German tanks, Costa Rica and Panama

As you fly from heavily militarised Latin American countries into Costa Rica at night something immediately stands out from a few thousand feet altitude. You notice more rural street lighting stringing through an otherwise blind, unseen landscape. Costa Rica dismantled its army in 1948 after the last of its conflicts with Nicaragua to the North. The savings go into a physical and social infrastructure that make this a supremely humanistic society. To the south, Panama dismantled its own army in 1998 following the debacle that saw the collapse of General Noriega – though its social pay-off is somewhat muted by financial (banking and canal) distortions. But both countries are immune from military coups, neighbouring invasions and armed masculinities.

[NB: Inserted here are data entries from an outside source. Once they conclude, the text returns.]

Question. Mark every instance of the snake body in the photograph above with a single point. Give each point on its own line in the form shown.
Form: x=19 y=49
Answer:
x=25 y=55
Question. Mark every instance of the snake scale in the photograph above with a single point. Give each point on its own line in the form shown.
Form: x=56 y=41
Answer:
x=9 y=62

I don’t agree with NATO pressures on Germany to send Leopard tanks to Ukraine. I don’t agree with having allowed the German armaments industry to have persisted after WW2. The citizens of that country have had devastating wars inflicted on them too often and too recently to drag them into another military conflict. Its now almost front-line engagement with a volatile and unpredictable battleground is simply unfair. A more intelligent, democratic response would have been to neutralise Germany, to persuade it – as Costa Rica and Panama were persuaded – to divest itself of all things military.

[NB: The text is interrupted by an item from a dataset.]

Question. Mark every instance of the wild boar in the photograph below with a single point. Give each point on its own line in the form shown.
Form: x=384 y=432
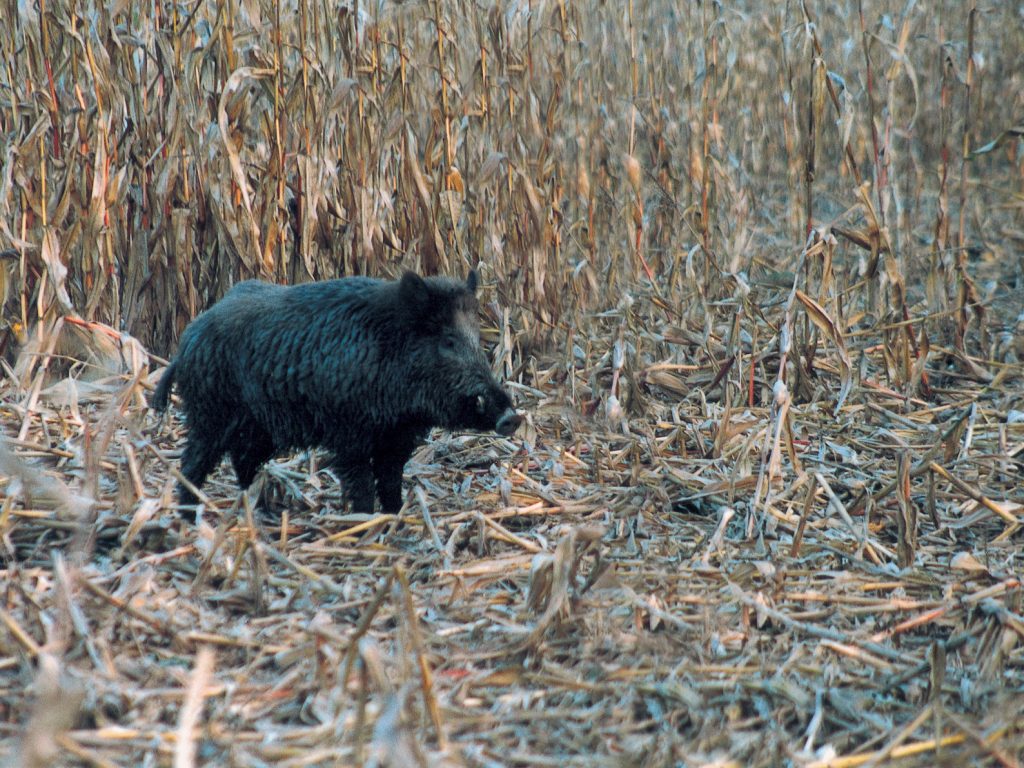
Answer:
x=358 y=366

I don’t at all say this out of some jingoistic belief in the innate aggression of German people – much to the contrary, German education in the post-war period was sophisticated and successful in separating the new generation from the gullibilities, the culpabilities and the guilt of the previous, wartime generations. I have found little but generosity and gentleness from my interactions with that culture. I say it out of a sense of justice for the people of Germany. Its working classes, with those of its neighbours, Poland, Czech Republic and so on, have endured so much more violence inflicted by nationalists and aristocrats than have the British or the French and those countries protected since the Middle Ages by that string of border countries buffering numerous encroaching military empires. We still see Eastern Europe as varying grades of NATO buffering and Germany is now drawn into that class. It’s not fair. We should leave them be.